Por outro lado, reciprocamente, há uma entrega não deliberada por parte da esposa, que embora deseje sua autonomia, muitas vezes satisfaz-se diante de seu empenho. As jornadas duplas, triplas, quádruplas... da qual a mesma é refém tornam-se objeto de orgulho da sua capacidade, de forma que o casamento, como uma união através do amor, rende, sem dúvida, um aglomerado de papéis sociais (todos estes incluídos no papel de gênero) cumpridos em nome de valores matriarcais na gestão de uma família patriarcal.

Para Beauvoir, “é certo que o papel sexual da mulher é, em grande parte passivo; viver imediatamente essa situação passiva não é tão masoquista como a atividade do macho é sádica; a mulher pode transcender as carícias, a comoção, a penetração para o seu próprio prazer…; ela pode também procurar a união com o amante e entregar-se-lhe, o que significa uma superação de si e não uma abdicação.” De mesmo modo, a função de mãe, principalmente no cuidado e na educação dos filhos, constituindo-se como objetivo mor da existência feminina, caracteriza-se também, de algum modo, como uma submissão.
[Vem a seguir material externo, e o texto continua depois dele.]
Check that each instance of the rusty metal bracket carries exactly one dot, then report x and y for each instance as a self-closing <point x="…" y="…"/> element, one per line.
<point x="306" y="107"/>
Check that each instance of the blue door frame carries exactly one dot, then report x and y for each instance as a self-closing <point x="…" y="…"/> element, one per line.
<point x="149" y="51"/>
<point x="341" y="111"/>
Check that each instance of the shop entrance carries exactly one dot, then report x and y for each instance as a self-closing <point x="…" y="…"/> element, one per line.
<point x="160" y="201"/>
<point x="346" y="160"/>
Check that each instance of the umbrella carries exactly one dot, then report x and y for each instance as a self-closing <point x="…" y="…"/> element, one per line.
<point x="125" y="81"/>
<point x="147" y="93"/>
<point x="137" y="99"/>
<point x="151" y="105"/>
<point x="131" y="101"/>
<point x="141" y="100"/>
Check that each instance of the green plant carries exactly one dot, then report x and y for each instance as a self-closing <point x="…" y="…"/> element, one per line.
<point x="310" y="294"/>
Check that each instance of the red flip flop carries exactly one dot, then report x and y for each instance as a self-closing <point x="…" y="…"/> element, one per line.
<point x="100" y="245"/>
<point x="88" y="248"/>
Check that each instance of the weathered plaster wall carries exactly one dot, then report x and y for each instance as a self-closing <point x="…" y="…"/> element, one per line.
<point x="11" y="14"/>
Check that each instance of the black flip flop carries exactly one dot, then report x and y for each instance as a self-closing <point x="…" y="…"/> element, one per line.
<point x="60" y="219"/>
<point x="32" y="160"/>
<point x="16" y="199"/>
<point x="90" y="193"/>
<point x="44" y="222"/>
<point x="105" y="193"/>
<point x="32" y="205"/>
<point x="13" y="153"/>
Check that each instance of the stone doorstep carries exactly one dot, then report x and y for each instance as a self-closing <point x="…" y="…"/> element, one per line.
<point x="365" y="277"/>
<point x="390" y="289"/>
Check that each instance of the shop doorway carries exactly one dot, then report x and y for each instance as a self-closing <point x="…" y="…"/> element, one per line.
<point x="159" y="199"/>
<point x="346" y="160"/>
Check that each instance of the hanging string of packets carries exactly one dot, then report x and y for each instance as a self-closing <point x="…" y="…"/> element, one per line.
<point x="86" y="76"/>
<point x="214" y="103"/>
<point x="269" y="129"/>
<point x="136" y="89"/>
Como ressalva, e levando em conta que Simone de Beauvoir também foi casada, é preciso levar em conta que ao escrever os livros, sua intenção era a de promover uma reconstituição da mulher como sujeito, tal qual ela mesma se colocava. A própria autora, na introdução de O Segundo Sexo coloca que deseja ser imparcial, olhando objetivamente a condição existencial das mulheres, de modo que as acusações e as críticas à submissão da qual a mulher é vitima não são nenhuma novidade, ainda mais nos dias de hoje, para as mulheres que pensam sua condição. Portanto, e considerando que, independente de ser uma construção histórico-cultural, toda mulher deseja se casar, e que em toda “ligação, ao estabilizar-se, acaba por assumir freqüentemente um caráter familiar e conjugal; [sendo que] nela se reencontram o tédio, o ciúme, a prudência, o ardil, todos os vícios do casamento”. Entretanto, toda mulher ainda pode, tal qual coloca a autora, retornando ao escopo do seu papel, sonhar “com outro homem que a tire dessa rotina”.